I bought mine from Mtgox and it works perfectly.  I have no idea what URL's they use when I sign in, maybe that's one of them - but who cares.  It's easy and it works.  Maybe they have a bug that makes this bogus page visible to non "Mtgox Yubikey" owners erroneously...  If I recall, the "add new" is for use after you get your MtGox Yubikey in the post to essentially block a chosen transaction type unless the chosen authentication is successful.

And trust me, you don't need to worry about URL's or any technical mumbo jumbo if you get your key from Gox.  For me, there was an easy link somewhere in the MtGox interface that took me to a shopping cart where I bought my key, selected payment, set up shipping, blah blah.  FYI, while it's in transit, you'll notice that they update your account so you get a new "Press Yubikey" text field when you sign in.  You can leave it blank until your Yubikey arrives, but after your first use, you'll only be able to sign in with your Yubikey (unless you bypass the feature in your security settings - something you'd need your Yubikey to do and which i wouldn't recommend).

The nice letter you get with your new MtGox Yubikey explains all of this.

-- If you HAVE ordered your key from Gox and it doesn't work - then you need to contact their support guys to fix it because unless you've tampered with your Yubikey, it should work barring errors on their end before they shipped it to you.  Nobody on this forum would be able to help.

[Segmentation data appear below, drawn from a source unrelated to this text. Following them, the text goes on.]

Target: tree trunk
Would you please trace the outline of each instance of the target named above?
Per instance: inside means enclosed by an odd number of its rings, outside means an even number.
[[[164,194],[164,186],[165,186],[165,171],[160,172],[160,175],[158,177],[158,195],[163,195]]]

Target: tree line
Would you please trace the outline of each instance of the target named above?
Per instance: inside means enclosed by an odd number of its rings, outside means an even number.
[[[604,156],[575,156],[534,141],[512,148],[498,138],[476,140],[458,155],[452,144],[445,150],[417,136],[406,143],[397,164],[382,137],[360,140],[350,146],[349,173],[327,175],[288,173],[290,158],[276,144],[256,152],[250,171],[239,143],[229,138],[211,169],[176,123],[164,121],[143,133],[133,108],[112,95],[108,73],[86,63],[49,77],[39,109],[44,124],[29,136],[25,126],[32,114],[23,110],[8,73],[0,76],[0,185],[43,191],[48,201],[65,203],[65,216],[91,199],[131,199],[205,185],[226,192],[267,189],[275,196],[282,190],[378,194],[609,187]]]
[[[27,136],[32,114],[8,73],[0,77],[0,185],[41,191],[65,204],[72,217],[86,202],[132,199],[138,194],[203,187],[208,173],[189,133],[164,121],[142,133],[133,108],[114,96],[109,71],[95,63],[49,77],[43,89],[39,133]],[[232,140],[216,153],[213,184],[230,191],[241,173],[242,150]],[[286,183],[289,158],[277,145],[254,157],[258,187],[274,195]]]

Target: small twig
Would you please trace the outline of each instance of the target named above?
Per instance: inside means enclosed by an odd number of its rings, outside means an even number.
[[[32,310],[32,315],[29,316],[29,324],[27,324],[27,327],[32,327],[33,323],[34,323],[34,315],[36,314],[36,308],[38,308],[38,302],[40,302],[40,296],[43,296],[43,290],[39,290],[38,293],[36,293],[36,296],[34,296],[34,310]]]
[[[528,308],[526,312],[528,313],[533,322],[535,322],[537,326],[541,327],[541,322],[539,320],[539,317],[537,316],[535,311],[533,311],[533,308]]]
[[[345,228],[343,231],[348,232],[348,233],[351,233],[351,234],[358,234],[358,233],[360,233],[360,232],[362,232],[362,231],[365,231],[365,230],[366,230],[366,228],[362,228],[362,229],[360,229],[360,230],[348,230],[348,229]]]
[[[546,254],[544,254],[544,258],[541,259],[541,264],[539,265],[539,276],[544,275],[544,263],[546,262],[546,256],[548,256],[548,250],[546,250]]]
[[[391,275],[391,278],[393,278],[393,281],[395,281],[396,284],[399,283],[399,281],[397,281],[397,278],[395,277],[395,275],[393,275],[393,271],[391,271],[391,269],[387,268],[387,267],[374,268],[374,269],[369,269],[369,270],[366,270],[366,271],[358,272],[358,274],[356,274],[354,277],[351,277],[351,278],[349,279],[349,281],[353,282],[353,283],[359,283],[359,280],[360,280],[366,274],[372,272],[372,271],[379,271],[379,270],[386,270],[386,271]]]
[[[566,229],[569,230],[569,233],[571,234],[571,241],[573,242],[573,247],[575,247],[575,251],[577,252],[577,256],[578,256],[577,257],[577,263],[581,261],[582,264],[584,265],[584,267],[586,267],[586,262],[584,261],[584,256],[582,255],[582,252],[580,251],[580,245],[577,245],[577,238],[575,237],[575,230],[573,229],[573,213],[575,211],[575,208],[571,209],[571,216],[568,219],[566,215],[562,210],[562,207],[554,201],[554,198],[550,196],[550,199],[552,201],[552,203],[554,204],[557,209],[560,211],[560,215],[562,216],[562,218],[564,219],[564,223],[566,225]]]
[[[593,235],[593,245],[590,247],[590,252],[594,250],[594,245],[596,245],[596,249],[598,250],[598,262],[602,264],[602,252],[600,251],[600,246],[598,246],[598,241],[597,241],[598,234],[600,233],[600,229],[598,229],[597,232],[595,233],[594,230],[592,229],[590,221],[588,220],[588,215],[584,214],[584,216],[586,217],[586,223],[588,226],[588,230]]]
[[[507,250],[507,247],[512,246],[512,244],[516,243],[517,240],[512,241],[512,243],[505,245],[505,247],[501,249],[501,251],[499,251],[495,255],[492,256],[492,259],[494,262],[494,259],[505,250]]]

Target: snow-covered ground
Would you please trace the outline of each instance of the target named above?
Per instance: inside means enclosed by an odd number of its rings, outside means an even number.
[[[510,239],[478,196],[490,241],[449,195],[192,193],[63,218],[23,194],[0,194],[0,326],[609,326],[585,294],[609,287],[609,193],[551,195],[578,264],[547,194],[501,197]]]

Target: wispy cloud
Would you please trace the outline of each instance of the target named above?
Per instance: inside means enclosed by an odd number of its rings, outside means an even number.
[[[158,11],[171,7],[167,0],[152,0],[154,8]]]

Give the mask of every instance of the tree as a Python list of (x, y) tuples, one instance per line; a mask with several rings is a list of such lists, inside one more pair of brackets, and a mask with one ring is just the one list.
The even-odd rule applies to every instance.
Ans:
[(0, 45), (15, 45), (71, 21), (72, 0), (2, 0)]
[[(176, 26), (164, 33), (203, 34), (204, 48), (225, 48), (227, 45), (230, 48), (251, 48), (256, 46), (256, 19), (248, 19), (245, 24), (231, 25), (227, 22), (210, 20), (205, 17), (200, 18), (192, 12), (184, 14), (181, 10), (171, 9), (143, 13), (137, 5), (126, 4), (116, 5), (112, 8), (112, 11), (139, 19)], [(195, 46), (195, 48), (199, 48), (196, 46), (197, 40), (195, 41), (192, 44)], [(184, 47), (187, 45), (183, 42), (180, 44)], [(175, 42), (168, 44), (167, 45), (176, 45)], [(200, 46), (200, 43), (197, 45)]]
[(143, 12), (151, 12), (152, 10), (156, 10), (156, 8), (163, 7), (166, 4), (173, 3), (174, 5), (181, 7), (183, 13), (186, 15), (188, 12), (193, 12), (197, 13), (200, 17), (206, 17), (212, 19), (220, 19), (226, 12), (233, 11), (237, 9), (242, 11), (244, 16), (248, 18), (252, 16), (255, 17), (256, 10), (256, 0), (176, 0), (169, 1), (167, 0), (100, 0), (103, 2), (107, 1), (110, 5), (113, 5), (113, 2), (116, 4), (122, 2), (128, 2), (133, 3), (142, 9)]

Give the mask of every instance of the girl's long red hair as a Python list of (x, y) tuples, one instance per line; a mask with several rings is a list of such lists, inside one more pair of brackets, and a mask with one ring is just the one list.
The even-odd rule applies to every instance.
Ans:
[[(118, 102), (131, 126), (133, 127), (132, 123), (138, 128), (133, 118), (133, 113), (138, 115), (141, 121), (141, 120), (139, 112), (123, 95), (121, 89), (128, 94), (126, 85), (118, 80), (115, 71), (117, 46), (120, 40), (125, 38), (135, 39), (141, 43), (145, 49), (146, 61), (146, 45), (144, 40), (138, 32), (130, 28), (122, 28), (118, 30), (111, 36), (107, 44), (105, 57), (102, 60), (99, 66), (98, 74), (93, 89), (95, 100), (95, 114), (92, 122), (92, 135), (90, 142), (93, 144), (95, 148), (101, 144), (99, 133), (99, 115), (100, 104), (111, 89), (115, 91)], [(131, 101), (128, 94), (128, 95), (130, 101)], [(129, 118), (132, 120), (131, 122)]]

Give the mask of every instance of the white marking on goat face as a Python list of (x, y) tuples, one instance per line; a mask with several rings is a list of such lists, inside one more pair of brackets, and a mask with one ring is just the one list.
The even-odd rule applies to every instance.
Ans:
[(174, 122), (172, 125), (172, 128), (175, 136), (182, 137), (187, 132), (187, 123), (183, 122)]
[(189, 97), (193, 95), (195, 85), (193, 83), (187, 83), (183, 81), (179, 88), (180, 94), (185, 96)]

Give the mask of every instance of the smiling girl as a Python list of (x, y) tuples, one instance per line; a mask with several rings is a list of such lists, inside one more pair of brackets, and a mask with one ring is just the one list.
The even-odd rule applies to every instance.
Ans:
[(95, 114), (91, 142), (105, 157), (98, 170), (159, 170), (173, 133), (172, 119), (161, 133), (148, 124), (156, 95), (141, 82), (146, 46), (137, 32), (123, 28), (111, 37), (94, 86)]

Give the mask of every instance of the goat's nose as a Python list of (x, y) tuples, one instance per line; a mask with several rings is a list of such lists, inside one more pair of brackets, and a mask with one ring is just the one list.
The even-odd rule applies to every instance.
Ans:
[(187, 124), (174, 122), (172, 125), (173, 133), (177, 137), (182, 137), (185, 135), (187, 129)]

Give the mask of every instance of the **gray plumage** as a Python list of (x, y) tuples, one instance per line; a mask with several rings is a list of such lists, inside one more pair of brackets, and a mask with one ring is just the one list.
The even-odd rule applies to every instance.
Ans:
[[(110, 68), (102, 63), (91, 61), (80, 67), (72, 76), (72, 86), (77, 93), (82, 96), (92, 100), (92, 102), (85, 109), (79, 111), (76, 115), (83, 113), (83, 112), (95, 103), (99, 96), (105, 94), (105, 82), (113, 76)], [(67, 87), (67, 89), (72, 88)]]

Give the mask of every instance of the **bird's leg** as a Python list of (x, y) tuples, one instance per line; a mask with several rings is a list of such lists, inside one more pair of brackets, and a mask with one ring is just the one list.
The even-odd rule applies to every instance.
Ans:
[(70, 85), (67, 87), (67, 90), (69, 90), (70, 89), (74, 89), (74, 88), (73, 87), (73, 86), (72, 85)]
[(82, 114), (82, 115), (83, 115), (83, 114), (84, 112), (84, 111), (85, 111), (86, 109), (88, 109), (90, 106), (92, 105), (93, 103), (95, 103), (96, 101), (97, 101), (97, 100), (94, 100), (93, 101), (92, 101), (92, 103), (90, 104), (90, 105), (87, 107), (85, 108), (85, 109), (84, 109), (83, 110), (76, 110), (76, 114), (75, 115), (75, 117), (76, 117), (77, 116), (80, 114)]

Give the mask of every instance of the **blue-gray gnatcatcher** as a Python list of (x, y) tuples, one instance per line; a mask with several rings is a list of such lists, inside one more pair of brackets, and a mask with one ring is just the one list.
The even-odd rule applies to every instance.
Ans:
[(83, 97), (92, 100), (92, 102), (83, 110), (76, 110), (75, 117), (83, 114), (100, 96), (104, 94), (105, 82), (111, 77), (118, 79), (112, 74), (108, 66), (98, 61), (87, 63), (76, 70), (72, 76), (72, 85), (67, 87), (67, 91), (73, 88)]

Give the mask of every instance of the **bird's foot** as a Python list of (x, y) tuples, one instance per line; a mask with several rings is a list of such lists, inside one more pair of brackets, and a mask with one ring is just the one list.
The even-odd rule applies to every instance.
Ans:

Nope - the whole point of this thread is that when I tried to order a yubikey from Mt.Gox, there is an error on the URL that the 'Add New' Yubikey button goes to.

So, no, I haven't because I can't, because the Mt.Gox site errors out.

I have used Google Authentication for now, because I CAN'T get a yubikey from Mt.Gox ... the page returns a 503 Error, remember.



You sound like you work for Yubikey - am I right?

No harm if you do.

Nah, i don't work for them, just want others to have the safety i enjoy with my yubikey.  If i did work for them i'd go fix that html bug!   And sorry i falsely thought you already had a yubikey you had bought elsewhere..  My bad!

Ran into this problem and found the following.

Internet Explorer 9 is always getting this error.

Using Google Chrome it WORKS FINE!

I did report this to Mt. Gox support.

I can't link my MtGox with my Iphone....I don't know what code I'm supposed to be putting in the Code line. I've tried scanning in QR Code pasting in the key just get errors all the time. My Yubi Key from Gox works great on the laptop. Just that now I have a Yubikey setup I can't get in with my Iphone how do I link them?....It says you can use Google authentictator for Iphone and Yubi for home pc...I just feel the instructions are a bit vague.